Technique 1: Rolling Z-Score
Compute the mean and standard deviation of the KPI over the last 28 days. Flag any observation more than 2.5 or 3 standard deviations from the mean.
Dead simple. Runs in SQL. Works for cycle time, severity, supplement rate, delivery counts, and most collision KPIs.
Limitations: assumes the KPI is roughly normally distributed and stable. Breaks on seasonality.
Technique 2: Rolling Z-Score With Seasonal Adjustment
Same as above, but compare against the same day-of-week or same-week-of-year history. Handles "Mondays are always slow" or "December always spikes."
Still runs in SQL with a slightly fancier query. Handles most collision seasonality.
Technique 3: Prophet or ARIMA
Time-series models that decompose trend, seasonality, and noise. Forecast an expected range for today. Flag observations outside the range.
Real model, real library (Facebook's Prophet, statsmodels). Slight operational overhead but not hard. Handles fancier patterns—multiple seasonalities, trend changes.
Use this when rolling Z-score stops giving you precision.
Technique 4: Multivariate Models
Multiple KPIs correlated. Severity and supplement rate spiking together is different from either alone. Models like isolation forests can catch these patterns.
Real AI territory. Worth it for mature deployments. Overkill for a first pass.
What to Alert On
Not every KPI deserves alerting. A rough framework:
| Priority | KPI examples | Why |
|---|---|---|
| Alert-worthy | Cycle time, WIP aging, supplement rate, delivery count, severity | Direct operational impact, high variance = real problem |
| Alert-worthy | Carrier-specific performance, tech productivity anomalies, CSI drops | Actionable at GM level |
| Watch only | Gross profit percentage, parts margin, labor rate | Correlated with many things; hard to action from an alert alone |
| Rarely alert | Administrative metrics | These don't move fast and don't need same-day response |
Start with 5–8 alert-worthy metrics per shop. Expand only when the team is handling the alerts well.

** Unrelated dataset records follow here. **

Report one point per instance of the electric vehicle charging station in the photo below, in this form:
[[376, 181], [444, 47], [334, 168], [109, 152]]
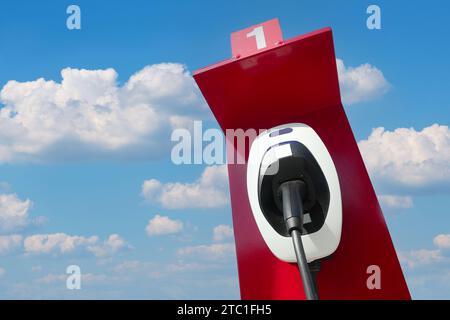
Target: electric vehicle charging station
[[279, 85], [285, 153]]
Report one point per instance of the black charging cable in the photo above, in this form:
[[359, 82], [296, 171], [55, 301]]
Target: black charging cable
[[292, 195]]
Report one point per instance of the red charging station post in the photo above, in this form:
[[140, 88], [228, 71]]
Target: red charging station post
[[268, 83]]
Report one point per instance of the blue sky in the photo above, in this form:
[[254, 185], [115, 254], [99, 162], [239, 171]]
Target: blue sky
[[91, 183]]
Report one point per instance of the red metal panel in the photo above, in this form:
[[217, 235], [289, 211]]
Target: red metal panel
[[297, 82]]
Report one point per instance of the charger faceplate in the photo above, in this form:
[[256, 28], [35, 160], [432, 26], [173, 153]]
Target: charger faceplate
[[320, 243]]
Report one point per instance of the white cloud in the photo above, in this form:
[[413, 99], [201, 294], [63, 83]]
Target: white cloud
[[36, 268], [409, 158], [85, 278], [361, 83], [88, 114], [109, 247], [396, 202], [425, 257], [415, 258], [210, 191], [13, 212], [442, 241], [161, 225], [10, 242], [56, 243], [215, 251], [222, 232], [61, 243]]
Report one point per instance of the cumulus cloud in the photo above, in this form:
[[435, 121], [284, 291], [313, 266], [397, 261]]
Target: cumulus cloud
[[409, 158], [109, 247], [215, 251], [415, 258], [61, 243], [361, 83], [62, 278], [56, 243], [222, 232], [425, 257], [10, 242], [209, 191], [14, 212], [396, 202], [88, 114], [161, 225], [442, 241]]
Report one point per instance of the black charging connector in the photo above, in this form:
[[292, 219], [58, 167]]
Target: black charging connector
[[292, 194]]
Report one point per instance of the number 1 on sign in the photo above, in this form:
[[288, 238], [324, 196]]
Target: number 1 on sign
[[258, 33]]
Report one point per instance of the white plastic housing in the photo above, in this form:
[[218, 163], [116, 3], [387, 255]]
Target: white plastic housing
[[321, 243]]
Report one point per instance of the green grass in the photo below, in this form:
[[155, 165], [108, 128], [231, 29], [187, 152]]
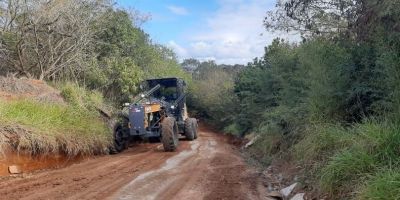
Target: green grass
[[54, 128], [384, 185], [345, 170], [343, 159], [320, 142]]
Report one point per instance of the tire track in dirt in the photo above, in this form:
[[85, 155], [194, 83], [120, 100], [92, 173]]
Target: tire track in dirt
[[207, 168]]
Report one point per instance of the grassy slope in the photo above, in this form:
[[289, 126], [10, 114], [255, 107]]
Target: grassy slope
[[358, 162], [72, 129]]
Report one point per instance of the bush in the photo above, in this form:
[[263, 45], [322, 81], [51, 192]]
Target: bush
[[320, 142], [268, 143]]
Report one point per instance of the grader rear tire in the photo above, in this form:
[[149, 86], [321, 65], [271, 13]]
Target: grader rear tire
[[119, 142], [190, 129], [195, 127], [169, 133]]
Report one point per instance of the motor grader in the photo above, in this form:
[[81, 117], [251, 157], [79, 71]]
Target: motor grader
[[157, 114]]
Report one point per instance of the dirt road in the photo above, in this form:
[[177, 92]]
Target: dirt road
[[208, 168]]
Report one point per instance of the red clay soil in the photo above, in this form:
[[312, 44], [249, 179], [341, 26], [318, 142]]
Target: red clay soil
[[207, 168], [27, 163]]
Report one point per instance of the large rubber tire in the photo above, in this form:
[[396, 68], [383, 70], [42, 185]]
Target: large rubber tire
[[189, 129], [169, 132], [119, 142], [195, 127]]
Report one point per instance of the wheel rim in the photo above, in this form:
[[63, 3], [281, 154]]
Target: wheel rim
[[118, 138]]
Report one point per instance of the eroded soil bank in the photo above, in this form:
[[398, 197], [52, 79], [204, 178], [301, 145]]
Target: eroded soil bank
[[208, 168]]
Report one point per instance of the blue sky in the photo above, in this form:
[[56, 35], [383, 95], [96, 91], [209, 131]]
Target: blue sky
[[227, 31]]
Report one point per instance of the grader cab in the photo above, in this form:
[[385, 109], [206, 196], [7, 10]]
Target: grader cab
[[157, 114]]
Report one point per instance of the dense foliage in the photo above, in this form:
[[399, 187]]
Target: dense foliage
[[90, 42]]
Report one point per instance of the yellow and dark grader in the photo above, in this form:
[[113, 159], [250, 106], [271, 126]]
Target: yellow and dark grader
[[158, 114]]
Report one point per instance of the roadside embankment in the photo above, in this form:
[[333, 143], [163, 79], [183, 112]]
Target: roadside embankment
[[39, 123]]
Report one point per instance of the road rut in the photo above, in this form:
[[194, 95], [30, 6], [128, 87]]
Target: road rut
[[207, 168]]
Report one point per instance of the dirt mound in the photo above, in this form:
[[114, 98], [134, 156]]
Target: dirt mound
[[14, 88]]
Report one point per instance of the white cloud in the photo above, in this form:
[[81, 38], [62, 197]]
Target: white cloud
[[179, 50], [178, 10], [233, 34]]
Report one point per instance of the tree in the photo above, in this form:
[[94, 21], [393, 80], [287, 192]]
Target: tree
[[45, 40]]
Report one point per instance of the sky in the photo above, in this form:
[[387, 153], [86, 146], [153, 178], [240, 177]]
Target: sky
[[227, 31]]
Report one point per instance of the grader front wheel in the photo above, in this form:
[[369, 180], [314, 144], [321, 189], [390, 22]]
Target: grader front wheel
[[169, 134]]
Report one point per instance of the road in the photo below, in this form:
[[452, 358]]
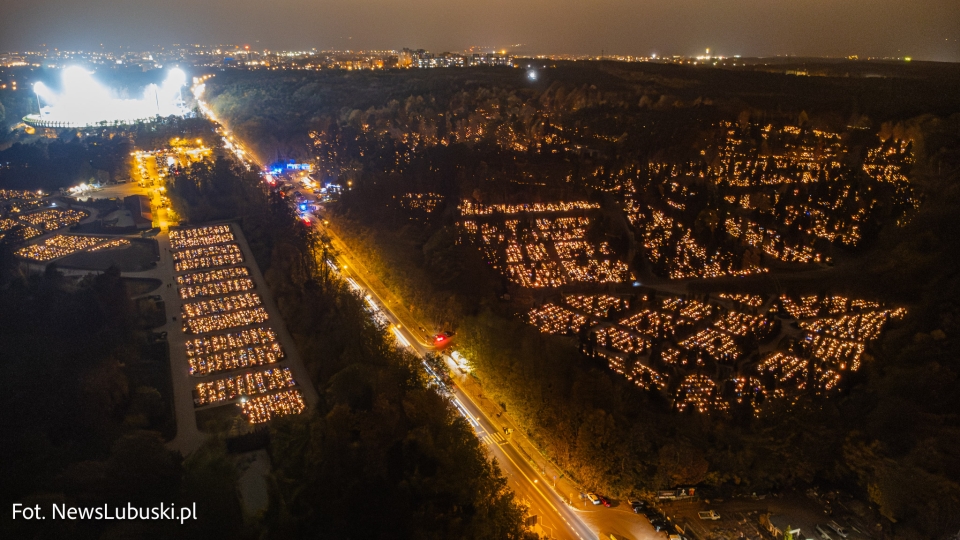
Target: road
[[556, 518]]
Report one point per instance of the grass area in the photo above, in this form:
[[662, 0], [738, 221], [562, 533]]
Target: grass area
[[152, 313], [153, 372], [139, 286], [141, 254], [222, 419]]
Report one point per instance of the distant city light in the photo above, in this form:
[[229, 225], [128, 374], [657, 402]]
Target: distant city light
[[83, 101]]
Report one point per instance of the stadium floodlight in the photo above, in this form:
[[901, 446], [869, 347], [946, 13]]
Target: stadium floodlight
[[83, 101]]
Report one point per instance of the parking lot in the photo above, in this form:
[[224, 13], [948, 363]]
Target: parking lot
[[740, 517]]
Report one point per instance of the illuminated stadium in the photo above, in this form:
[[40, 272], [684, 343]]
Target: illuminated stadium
[[84, 102]]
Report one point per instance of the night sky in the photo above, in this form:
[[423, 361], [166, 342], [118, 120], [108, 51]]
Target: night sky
[[922, 29]]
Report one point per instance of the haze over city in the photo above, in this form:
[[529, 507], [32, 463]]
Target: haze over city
[[928, 30], [463, 270]]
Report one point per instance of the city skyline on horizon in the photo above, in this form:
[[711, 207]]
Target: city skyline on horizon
[[866, 28]]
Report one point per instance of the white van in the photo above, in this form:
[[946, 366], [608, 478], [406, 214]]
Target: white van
[[839, 529]]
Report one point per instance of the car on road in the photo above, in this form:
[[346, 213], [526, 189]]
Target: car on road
[[442, 338], [839, 529]]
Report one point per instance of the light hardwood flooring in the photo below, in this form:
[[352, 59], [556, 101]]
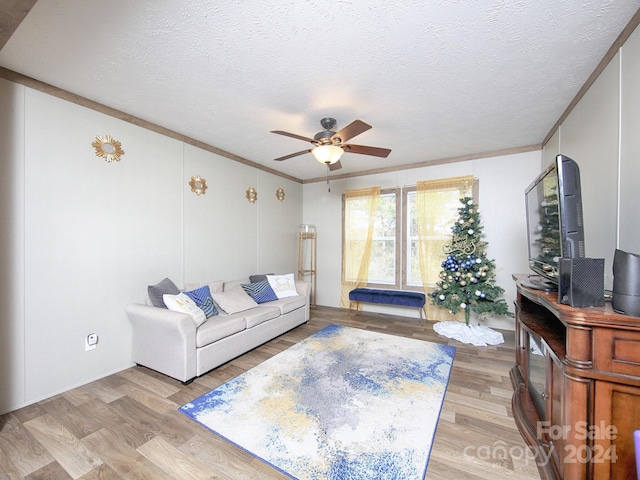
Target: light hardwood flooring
[[127, 425]]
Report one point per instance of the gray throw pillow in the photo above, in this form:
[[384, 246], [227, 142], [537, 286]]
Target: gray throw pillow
[[156, 291]]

Deployment That Actually Works
Run Nightly, Not Real-Time
For collision KPIs, the business doesn't need minute-by-minute anomaly detection. Nightly at 5 a.m., before the shop opens, is plenty. This simplifies everything—cost, reliability, debugging.
One Alert Per Anomaly, Not Per Metric
If a shop's cycle time spiked because a tech walked out and it's cascading into WIP aging and delivery counts, don't send three alerts. Send one: "Shop X has cascading anomalies; likely root cause: reduced capacity."
This requires joining anomaly outputs and narrating them—the same LLM layer that produces ops briefs works here.
Include Context
An alert that says "cycle time anomaly at Shop X" is useless. An alert that says "cycle time spiked from 7.1 to 9.8 days week-over-week. Tech absenteeism up 40%. Three ROs aged past 14 days: #12431, #12445, #12457" is actionable.
Give the alert everything the GM needs to act without opening a dashboard.
Feedback Loop
When an alert fires, log whether it was useful. Over time, tune thresholds by KPI. Suppress the ones that produce noise. Promote the ones that reliably fire on real problems.
Delivery Channel
Email, Teams, Slack—pick the channel the GM already reads. Do not build a separate alerts portal. It won't get opened.
Why Most MSOs Don't Do This
Three reasons:
- Data isn't in a warehouse. Can't run a rolling Z-score on CCC reports you're pulling manually.
- No one owns it. Ops doesn't know the stats; data doesn't know the ops. Anomaly detection sits in the gap.
- False-start fatigue. The team tried alerts with static thresholds, got buried, and wrote off alerting generally.
All three are solvable. The warehouse work unlocks the technique. The ownership gap is a people problem. The false-start fatigue takes one well-deployed round of sane alerts to reverse.
The Payoff
A well-deployed anomaly detection layer catches problems 3–10 days earlier than month-end review or human pattern-matching. At a 20-shop MSO, that's several problems per month caught before they propagate.
The ROI isn't in the AI. It's in the reduced time from problem-emerging to problem-acknowledged.